The report found that men were more likely to be bitten than women.  This could be due to males appearing to be more physically threatening to a dog, due their height, size, posture, facial expression[s] and movements as well as their deeper voices, compared to females.

According to the Hospital Episode Statistics, the number of dog bites increase in the summer months.  The data from the Animal Friends report supports this, with dog attacks on postal workers increasing by 10 per cent during the summer holidays.  It’s believed that this is because children and dogs are more likely to be out in the garden playing thanks to the fairer weather and longer days.

The most common injuries noted in the claims were finger amputations, scarring and nerve damage.

While this report doesn’t show Labradors in the best light, in January 2016 the Jack Russell Terrier came under fire.  Liverpool Police released figures that revealed Jack Russells were responsible for more bites in the city than any other breed.
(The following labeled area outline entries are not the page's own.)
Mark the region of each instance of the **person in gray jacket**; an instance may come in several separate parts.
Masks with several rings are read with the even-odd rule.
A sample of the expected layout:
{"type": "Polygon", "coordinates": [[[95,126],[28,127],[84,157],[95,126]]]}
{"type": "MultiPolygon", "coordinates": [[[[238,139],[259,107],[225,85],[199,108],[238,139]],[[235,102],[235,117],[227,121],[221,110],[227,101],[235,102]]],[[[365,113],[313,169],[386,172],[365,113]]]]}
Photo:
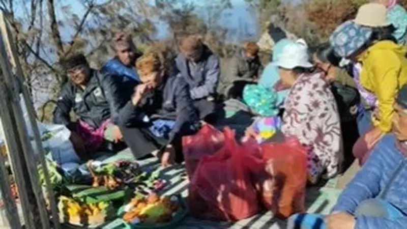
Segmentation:
{"type": "Polygon", "coordinates": [[[141,83],[120,110],[119,125],[136,158],[155,154],[167,166],[182,160],[182,137],[200,122],[188,84],[165,56],[150,52],[137,60],[141,83]]]}
{"type": "Polygon", "coordinates": [[[105,144],[121,141],[119,111],[126,100],[117,77],[91,68],[83,54],[67,59],[63,66],[69,80],[60,93],[53,123],[71,131],[70,140],[76,153],[88,159],[105,144]],[[71,111],[77,121],[71,120],[71,111]]]}
{"type": "Polygon", "coordinates": [[[189,86],[199,118],[204,119],[215,112],[220,75],[219,59],[195,36],[183,38],[179,45],[181,52],[176,58],[177,68],[189,86]]]}
{"type": "Polygon", "coordinates": [[[229,71],[223,80],[227,98],[241,98],[243,88],[248,83],[256,83],[263,68],[255,42],[246,41],[231,60],[229,71]]]}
While hospital admissions for injuries caused by dogs are up 76 per cent in the last ten years, the actual number of dog bites requiring hospital treatment is relatively low compared to the approximate 10 million dogs living in British households.  UK Hospital Episode Statistics 2014-2015 showed that:

  • Over 4,100 people were admitted for a dog bite
  • 70% of bites where to children aged under 10 years
  • Boys aged between 5 to 9 years were most likely to be bitten
  • Bites often occurred when the human attempted contact or to take something off the dog as it ate – or – was in possession of an item
  • Children are typically bitten in the head & neck area
  • A high percentage of these bites are on the child’s cheeks and / or lips
  • Most bites were from the family dog, where there was no history of biting

In my line of work, I have come across extremely docile Rottweilers and reactive Chihuahuas, so it’s important to remember that any dog is capable of biting.  That’s because aggression is a normal animal behaviour, however, it can become a real problem when the aggressive behaviours are ‘out of context’ and / or inappropiate.

David Ryan, a certified clinical behaviourist, says: “Any dog has the ability to use aggression, but it’s always dependent upon what they believe is happening to them.  When a dog uses aggression it’s almost invariably because it thinks that it’s under some form of threat.  For example, the threat could be to its personal safety, to take away something (or someone) it values highly, or by preventing it from doing something it really wants to do, which causes frustration.  Aggression can be used to control or reduce this challenge.  Theoretically every single dog, if pushed far enough, can and will use aggression.”

So, dog bites often occur due to a complete breakdown in communication between dog and human, where there is mismanagement and / or a lack of dog–handling knowledge.  Misreading the early warning signs that a dog is uncomfortable with any interactions can often lead to an escalation in behaviour, which may result in a dog bite if the stressor doesn’t go away or stop.  Click here to read more about ‘stress in dog’s’. 

With the changes in UK Dog Law over the last two years, it’s important that any responsible pet parent is aware that they can be liable for prosecution, let alone a heavy insurance claim, if their dog attacks or intimidates when it’s on their own property, which includes the garden, inside the home or car, as well as in a public place.  Click here to read the Kennel Club’s guide to UK Dog Law.

If you’re concerned about your pet’s behaviour, particularly towards strangers or the post man, then do seek help from a certified trainer.